19. Toronto Raptors (previously: 20)

... the rookie has shot a solid 25-for-53 (47%) on those non-restricted-area 2s, adding some pick-and-pop buckets (one, two from the Raptors’ win over Orlando on Friday) to those transition pull-ups. He seems to have a knack for finding the soft spot in the defense and clearly hasn’t been told not to shoot from there. We’ll see if he can sustain that kind of shooting (the league average on non-restricted-area 2s is 40%) as the season goes on.

Schuhmann had similar concerns about Gary Trent Jr.’s shot selection, but Trent is making up for it on the defensive end:

He ranks sixth in the league with 4.3 deflections per game (Fred VanVleet leads the league for the third straight season), up from 2.0 last season. He stripped Jalen Suggs to help the Raptors build a late, 12-point lead against the Magic and, after they blew almost all of that lead, sealed the win by knocking the ball away from Cole Anthony.

He sure did! I have many qualms about Gary’s shot selection, but I absolutely love how much he has bought into the Raptors’ defensive style of play. All those deflections cause is chaos and they take me to the super-fun 2019-20 season.

Finally we visit Zach Harper of The Athletic, and he too is talking about Scottie Barnes:

19. Toronto Raptors (previously: 20)

...the Raptors are all kinds of gritty. In fact, they’re the reason I didn’t feel comfortable saying the Miami Heat will be the best defense in the NBA hands down this season because I love what the Raptors look like on that end of the floor. I almost never concede a rookie actually mattering defensively, but Scottie Barnes is one of the few exceptions to that rule already.

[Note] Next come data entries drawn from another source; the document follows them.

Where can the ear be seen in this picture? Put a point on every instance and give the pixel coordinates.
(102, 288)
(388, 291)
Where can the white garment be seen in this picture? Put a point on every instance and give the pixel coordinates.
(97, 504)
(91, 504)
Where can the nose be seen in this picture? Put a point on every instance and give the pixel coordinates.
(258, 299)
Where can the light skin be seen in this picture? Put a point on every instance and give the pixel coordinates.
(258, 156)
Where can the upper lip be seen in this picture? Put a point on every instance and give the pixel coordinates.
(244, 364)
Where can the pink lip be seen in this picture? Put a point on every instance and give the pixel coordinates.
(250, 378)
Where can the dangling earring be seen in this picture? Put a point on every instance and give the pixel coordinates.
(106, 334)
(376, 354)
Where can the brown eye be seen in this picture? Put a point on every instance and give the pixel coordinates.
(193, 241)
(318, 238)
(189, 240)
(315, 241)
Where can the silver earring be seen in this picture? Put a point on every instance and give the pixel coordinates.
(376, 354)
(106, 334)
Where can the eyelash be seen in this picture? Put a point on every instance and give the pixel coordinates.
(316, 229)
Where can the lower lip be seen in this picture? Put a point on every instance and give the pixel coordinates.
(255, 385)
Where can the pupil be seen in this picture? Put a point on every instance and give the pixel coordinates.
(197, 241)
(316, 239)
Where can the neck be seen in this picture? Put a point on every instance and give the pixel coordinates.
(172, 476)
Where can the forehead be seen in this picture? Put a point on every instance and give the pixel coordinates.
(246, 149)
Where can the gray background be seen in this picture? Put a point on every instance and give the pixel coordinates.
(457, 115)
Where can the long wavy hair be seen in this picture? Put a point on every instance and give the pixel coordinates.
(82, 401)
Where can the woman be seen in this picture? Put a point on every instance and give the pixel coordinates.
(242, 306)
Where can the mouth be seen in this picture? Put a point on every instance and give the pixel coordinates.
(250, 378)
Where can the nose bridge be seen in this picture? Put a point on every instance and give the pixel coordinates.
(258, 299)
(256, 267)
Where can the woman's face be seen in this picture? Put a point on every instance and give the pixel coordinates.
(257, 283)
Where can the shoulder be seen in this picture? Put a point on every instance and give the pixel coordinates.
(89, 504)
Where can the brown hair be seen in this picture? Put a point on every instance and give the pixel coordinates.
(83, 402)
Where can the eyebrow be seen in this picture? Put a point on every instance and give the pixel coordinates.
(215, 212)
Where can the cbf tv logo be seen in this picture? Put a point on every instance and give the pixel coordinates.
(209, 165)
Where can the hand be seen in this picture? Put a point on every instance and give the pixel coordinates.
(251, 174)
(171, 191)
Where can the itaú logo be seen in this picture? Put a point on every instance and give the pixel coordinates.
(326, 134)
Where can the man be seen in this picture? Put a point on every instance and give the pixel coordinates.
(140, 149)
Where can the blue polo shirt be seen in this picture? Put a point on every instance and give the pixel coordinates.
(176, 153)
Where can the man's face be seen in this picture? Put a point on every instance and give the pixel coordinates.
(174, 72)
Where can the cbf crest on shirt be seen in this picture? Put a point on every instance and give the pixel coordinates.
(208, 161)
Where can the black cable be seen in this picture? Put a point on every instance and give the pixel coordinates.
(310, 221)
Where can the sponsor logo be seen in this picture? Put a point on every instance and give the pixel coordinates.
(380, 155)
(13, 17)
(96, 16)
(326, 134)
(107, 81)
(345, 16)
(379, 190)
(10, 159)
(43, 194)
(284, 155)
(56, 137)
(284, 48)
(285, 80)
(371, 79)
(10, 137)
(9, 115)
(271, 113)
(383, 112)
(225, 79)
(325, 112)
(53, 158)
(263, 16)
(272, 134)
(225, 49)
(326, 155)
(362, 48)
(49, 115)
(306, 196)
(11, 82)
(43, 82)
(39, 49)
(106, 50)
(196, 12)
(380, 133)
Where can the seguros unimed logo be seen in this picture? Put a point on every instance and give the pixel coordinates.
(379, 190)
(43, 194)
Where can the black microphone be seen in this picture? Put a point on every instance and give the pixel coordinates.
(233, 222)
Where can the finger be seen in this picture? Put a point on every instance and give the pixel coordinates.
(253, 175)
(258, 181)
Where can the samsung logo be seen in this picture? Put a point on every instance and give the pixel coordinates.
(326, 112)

Zach goes on to mention the same chaos I mentioned above, but he’s taking a more cautious approach:

The Raptors rely a little too much on creating turnovers right now, so I’d like to see them a little more sound on that end and limit 3-point accuracy against them...

This is a sound point. Over the past couple of seasons teams have feasted from downtown against the Raptors, and going for steals and strips can leave defenders out of position and create wide-open looks for opponents.

But chaos is more fun!

On to the poll:

Poll

Are the incremental power rankings gains enough for the Raptors this week?

This poll is closed

  • 51%
    Yes. The opposition was subpar, so a slight gain makes sense.
    (275 votes)
  • 29%
    No. Three wins are three wins! They should be top-15.
    (156 votes)
  • 10%
    Neither. The opposition was so weak they should be dropping.
    (56 votes)
  • 8%
    Don’t know, don’t care. I’m just here ‘cause Gary Trent is fine as hell.